Okay, I am totally against torture, which in my mind, begs the question...how DO we get critical information from people who don't want to talk to us? Are there just some things we aren't supposed to know?

helmut said...

The most expert and experienced interrogators say that their non-torture techniques work better than torture. And as quickly. So... better results and the same amount of time.

That's been part of my point here all along. It is morally and practically incoherent to use torture as an information-gathering means.

Given this, what then is the next question?

jenhargis said...

You'll never get it out of me.

troutsky said...

But is it complete "organ failure" if Dick Cheney's brain stopped working? That would be my test, if Dick can take it, it aint torture.They will, of course, claim to have stopped any number of horrors, and so be placing "real lives" above post- modern theoretical concerns because "everything changed on 9/11".

MT said...

The most expert and experienced interrogators say that their non-torture techniques work better than torture.

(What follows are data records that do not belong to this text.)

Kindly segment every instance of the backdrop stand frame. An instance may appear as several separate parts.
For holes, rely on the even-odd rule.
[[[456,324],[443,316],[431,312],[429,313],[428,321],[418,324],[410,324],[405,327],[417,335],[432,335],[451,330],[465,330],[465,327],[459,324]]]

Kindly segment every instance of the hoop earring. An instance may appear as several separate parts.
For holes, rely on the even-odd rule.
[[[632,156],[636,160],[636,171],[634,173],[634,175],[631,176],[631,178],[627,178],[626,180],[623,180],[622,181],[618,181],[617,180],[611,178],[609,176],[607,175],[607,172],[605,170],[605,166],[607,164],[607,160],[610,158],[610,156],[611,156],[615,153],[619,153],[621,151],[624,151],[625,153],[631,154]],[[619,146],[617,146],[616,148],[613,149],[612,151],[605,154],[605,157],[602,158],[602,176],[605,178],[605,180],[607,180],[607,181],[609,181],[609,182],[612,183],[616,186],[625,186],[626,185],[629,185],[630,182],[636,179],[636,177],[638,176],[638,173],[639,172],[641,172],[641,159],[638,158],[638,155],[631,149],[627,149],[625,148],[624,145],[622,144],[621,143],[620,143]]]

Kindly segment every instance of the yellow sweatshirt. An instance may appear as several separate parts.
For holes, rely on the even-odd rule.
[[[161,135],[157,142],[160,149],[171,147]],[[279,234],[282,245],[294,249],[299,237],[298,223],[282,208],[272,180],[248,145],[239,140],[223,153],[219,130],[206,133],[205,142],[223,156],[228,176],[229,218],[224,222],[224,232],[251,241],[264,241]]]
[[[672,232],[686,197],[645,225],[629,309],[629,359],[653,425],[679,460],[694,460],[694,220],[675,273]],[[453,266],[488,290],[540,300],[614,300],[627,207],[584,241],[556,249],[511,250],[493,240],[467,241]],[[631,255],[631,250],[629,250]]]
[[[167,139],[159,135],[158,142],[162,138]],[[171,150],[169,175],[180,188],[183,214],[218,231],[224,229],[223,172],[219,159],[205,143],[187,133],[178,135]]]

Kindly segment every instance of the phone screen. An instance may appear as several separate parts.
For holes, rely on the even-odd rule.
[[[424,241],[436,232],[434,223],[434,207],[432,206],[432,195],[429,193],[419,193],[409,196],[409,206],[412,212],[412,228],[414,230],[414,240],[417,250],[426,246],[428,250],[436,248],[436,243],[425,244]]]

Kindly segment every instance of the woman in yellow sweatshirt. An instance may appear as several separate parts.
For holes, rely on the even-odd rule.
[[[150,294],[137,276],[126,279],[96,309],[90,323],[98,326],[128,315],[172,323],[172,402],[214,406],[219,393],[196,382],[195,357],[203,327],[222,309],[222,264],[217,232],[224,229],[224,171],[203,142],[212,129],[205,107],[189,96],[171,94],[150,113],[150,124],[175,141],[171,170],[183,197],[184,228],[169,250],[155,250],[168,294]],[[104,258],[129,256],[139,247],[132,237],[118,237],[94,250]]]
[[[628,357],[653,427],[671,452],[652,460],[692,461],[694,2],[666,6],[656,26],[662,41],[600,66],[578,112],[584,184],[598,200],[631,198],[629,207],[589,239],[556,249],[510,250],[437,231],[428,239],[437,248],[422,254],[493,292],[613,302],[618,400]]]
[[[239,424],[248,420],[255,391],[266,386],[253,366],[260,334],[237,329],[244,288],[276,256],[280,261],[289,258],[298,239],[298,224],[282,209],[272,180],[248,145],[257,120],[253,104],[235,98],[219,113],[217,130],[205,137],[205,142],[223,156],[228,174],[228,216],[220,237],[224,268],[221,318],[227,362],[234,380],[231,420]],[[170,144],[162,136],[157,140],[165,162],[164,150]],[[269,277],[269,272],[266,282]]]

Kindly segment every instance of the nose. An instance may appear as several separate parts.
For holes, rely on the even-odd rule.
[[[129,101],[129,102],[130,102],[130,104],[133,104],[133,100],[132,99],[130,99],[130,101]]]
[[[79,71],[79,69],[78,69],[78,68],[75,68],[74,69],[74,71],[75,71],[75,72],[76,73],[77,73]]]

These people probably know how to speak Arabic or whatever language the captive speaks. They're probably intimate in the idiom and culture--like an Italian American who's spent a career infiltrating and prosecuting the mafia. Just wait until Al Qaeda is as entrenched in American cities as the mafia. The Feds will be so artful at interrogating them there will be an HBO comedy about it. In the meantime, I suppose term limits, the relative PR cost-benefit of taxing to recruit enemies vs. blowing them to bits on CNN, would discourage officials from showing such patience as prudence might urge. Or the cost-benefit calculation might (less cynically) be like the public-health decision to use a risky vaccine, or like deciding to use aerial spraying of a toxic pesticide to nip in the bud a potentially economic catastrophe to agriculture--where going with a "suboptimal" technique of interrogation would be like going with a suboptimal pesticide, which you do because it's all you have on hand or can afford. If a right to not be poisoned or infected were a human right, arguably we'd be worse off as a society. Maybe we just need international torts, so victims of bad interrogation can sue governments for damages.

helmut said...

I don't think we even have to enter the territory of rights language on this question, though. You know I think there's no moral argument for torture. But, further, there's not much of a practical argument regarding the question of gathering information. It's thus less a matter of a cost-benefit tradeoff and more a matter of obscuring the real costs and benefits. Torture is used for other things besides information-gathering (such as oppression, terrorizing a population, revenge, forced renunciations, etc.). That murky terrain where the true issue lies, and it drastically changes the moral issue at the same time. What if it's not a matter of waterboarding for information, but waterboarding to terrorize a population into submission? Does the utilitarian calculus apply here?

MT said...

Ironically I think at times we've heard something close to approval of the populace-terrorizing application in unison with the disapproval of torture for interrogation--in arguments awhile back that, even though the U.S. ought never to torture, nevertheless one ought to accept the U.S. refusal to officially deny or make explicitly illegal any use of torture, because it's a good thing if people think the U.S. does torture (i.e. "give the benefit of the doubt so that others may have the fear of it").